The state currently reports people who have been involuntarily committed to a mental institution to the National Instant Criminal Background Check System, the database used for checking the backgrounds of gun buyers.

However, only about 10 percent of them are reported because of an inadequate digital record-keeping system.

The state doesn’t report people who have been determined to be incompetent. Arizona also doesn’t report people under felony indictment, mostly because prosecutors aren’t set up to enter information into the various criminal databases from which NICS captures data.

The idea behind the legislation and the database is to improve the state’s reporting to NICS. The information in the Mental-Health Registry would be transmitted to the Arizona Department of Public Safety crime database and NICS.

“I really believe this is the start of a good solution,” said George Diaz, a spokesman for the Criminal Justice Commission.

The legislation is in its preliminary stage and has to be approved by the commission, which meets Nov. 14.

Eddie Sissons, a consultant with Mental Health America of Arizona, said any legislation is going to include a provision for deleting a person whose condition has improved from the mental health database.
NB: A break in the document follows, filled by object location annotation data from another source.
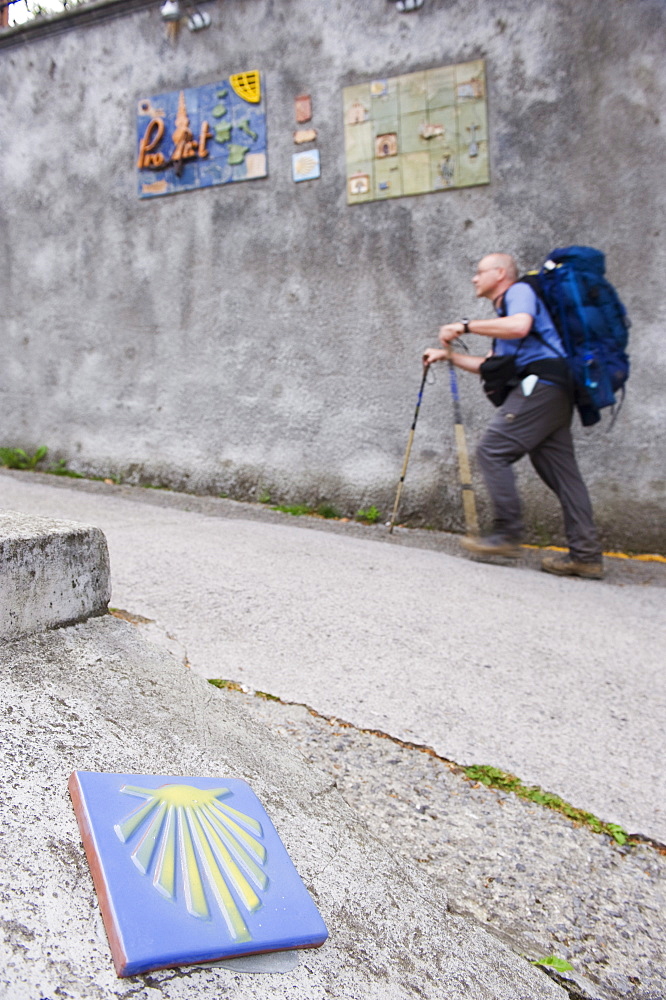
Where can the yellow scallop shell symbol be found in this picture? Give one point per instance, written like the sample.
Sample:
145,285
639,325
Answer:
199,850
247,85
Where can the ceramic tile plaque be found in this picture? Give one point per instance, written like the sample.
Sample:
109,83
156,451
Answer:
203,136
188,870
306,166
417,133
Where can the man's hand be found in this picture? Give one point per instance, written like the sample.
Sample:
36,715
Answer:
433,354
450,332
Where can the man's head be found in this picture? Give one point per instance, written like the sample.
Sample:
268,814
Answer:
495,273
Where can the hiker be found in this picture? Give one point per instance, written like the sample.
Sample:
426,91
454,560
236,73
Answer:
534,419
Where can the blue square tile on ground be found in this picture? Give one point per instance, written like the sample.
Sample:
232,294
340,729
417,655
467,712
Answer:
189,870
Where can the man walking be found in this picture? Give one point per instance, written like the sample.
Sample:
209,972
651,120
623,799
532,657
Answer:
535,419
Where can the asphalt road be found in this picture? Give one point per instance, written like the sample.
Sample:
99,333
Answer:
559,681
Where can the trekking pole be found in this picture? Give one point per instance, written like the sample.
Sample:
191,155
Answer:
469,501
409,448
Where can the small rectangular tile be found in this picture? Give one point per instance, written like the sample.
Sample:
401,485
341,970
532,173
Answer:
189,870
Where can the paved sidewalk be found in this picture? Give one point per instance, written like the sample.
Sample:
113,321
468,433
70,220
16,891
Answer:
559,681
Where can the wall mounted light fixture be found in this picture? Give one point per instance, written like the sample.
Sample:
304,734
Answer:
197,20
405,6
170,10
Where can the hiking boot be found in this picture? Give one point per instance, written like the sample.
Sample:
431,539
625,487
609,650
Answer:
567,566
495,545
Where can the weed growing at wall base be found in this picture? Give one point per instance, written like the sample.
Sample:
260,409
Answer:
17,458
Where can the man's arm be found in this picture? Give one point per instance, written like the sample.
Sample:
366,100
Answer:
503,327
465,361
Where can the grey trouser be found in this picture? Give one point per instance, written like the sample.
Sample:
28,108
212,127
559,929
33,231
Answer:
538,425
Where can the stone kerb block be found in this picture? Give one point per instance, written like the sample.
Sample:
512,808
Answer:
52,573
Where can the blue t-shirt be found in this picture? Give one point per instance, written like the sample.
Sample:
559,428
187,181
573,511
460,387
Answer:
521,298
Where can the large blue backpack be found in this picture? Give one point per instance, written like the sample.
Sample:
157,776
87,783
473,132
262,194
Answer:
592,323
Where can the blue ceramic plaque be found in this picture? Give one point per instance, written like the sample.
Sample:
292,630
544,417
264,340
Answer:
202,136
189,870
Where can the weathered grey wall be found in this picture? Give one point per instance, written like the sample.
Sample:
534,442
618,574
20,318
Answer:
266,336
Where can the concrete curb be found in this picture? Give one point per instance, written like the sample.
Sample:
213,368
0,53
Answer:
53,573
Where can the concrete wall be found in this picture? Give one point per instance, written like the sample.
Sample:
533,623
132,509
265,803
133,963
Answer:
265,335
Sissons said there has to be a balance reached between public safety and unnecessarily stigmatizing people with mental illness.

James McDougall, a retired judge who specializes in mental health legal issues, is drafting separate legislation that would spell out how the courts use the database.

He said there has been plenty of discussion about Sissons’ concerns and establishing a way to get people out of the registry, either through a separate court proceeding or more automatically with a separate order that supersedes the order for treatment.

“Nobody wants this register to fill up with orders that don’t need to be enforced,” said McDougall, who sits on a State Bar panel concerned with mental health law and legal practice.

McDougall said the legislation he’s working on is also very preliminary and hasn’t been approved by the State Bar.